How do you diagnose Maladaptive Daydreaming?
While Maladaptive Daydreaming is not included in standard mental health diagnostic manuals, recent studies have shown that it has evolved into a clinically significant condition. Although there is no universal method to diagnose, Professor Somer did develop the Maladaptive Daydreaming Scale (MDS) which can help determine if a person is experiencing it. It is a 14 part scale that rates five key elements of maladaptive daydreaming:
- Quality- Quality of the daydream which determines how often one’s daydreaming is accompanied by physical activity.
- Control- Control on the daydream refers to the scale which measures the urge to return to a daydream after it has been interrupted by a real-world occurrence.
- Distress- The level of distress one undergoes when he or she is unable to return to that daydream for a period of time due to obligations in reality.
- Benefit- This attempts to quantify the scale on which daydreaming is enjoyable and/or comforting.
- Function- This gauges the extent to which daydreaming interferes with academic/occupational success or personal achievements.
Is Maladaptive Daydreaming linked to other mental health disorders?

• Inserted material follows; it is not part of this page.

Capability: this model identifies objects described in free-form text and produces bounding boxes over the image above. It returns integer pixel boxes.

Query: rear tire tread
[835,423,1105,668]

At its worst, most mental health professionals concur that Maladaptive Daydreaming is a symptom of a mental health disorder rather than treating it as a disorder in itself. Furthermore, it is shown that most people who took part in the studies (as scanty as they are) reported that they had previously been diagnosed with mental health conditions such as:
- Anxiety disorder
- Attention disorder (ADHD, ADD)
- OCD or an OCD-like disorder
Thus indicating that it is likely that Maladaptive daydreaming could be a ‘comorbid’ condition i.e. there were symptoms of other psychiatric disorders along with those of maladaptive daydreaming as well. There are also cases where it was diagnosed as schizophrenia (a type of psychosis which is characterized by delusions, hallucinations and other cognitive difficulties). However, it is worth noting that a person experiencing Maladaptive daydreaming is very well aware that his or her daydreams are not a part of reality, contrary to the disorders of the psychosis spectrum.
What is the treatment for Maladaptive Daydreaming?

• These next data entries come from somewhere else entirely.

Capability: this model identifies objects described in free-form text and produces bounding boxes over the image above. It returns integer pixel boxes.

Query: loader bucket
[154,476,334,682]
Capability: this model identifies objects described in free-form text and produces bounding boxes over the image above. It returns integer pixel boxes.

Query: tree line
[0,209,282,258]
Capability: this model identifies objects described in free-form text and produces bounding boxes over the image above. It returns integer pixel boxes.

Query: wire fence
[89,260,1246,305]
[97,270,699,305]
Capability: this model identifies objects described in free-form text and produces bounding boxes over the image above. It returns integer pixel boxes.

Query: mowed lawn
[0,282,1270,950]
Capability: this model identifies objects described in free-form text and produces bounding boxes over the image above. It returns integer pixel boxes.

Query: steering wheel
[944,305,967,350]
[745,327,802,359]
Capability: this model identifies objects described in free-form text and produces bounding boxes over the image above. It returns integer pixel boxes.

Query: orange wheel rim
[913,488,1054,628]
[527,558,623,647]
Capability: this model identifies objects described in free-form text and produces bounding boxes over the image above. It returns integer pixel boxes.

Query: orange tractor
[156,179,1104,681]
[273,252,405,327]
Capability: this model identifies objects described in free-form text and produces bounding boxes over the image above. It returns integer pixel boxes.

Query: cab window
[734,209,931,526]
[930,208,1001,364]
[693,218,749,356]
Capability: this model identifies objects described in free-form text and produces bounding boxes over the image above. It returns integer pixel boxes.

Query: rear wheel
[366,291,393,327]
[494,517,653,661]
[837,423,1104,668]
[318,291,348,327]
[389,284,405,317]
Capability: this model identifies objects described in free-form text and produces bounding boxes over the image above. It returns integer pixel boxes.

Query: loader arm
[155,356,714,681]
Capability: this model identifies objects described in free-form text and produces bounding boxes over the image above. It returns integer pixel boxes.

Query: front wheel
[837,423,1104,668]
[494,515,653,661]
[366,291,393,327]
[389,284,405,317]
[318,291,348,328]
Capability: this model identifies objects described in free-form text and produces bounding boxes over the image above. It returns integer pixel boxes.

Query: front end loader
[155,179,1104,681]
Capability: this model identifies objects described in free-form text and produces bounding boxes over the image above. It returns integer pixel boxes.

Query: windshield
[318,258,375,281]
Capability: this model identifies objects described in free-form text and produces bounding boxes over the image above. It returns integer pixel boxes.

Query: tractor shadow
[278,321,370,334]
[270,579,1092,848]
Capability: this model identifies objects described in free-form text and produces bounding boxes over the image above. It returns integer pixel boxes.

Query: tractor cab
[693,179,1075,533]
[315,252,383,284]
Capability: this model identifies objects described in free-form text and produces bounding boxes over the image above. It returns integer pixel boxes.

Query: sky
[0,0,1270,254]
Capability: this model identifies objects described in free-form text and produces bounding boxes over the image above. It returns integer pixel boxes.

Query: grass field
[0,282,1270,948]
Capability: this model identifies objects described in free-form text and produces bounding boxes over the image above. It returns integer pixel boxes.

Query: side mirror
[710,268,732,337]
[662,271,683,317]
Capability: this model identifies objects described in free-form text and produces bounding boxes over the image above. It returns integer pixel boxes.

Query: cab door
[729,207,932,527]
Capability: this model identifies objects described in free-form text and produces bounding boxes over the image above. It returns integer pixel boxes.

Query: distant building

Due to the lack of researches and studies conducted on this ‘condition’ (given that it is recently identified), experts believe that it is a little too soon to call it a symptom of a new disorder, instead they further confirm that it is more important to treat the underlying issues (such as the ones mentioned above). Although there is no official treatment for maladaptive dreaming, one study did show that certain drugs used to treat OCD were effective in helping a maladaptive daydreamer control his or her daydreams. Based on anecdotal evidence, various methods of dealing with Maladaptive daydreaming have been suggested- journaling to keep an account of triggers, therapeutic techniques like cognitive behavioural therapy, increasing the amount or quality of sleep or using mild stimulants like caffeine to combat daytime tiredness. There also online forums such as Daydream in Blue and Wild Minds Network that serve as an online support group that helps maladaptive daydreamers to share and learn coping methods from each other’s experience.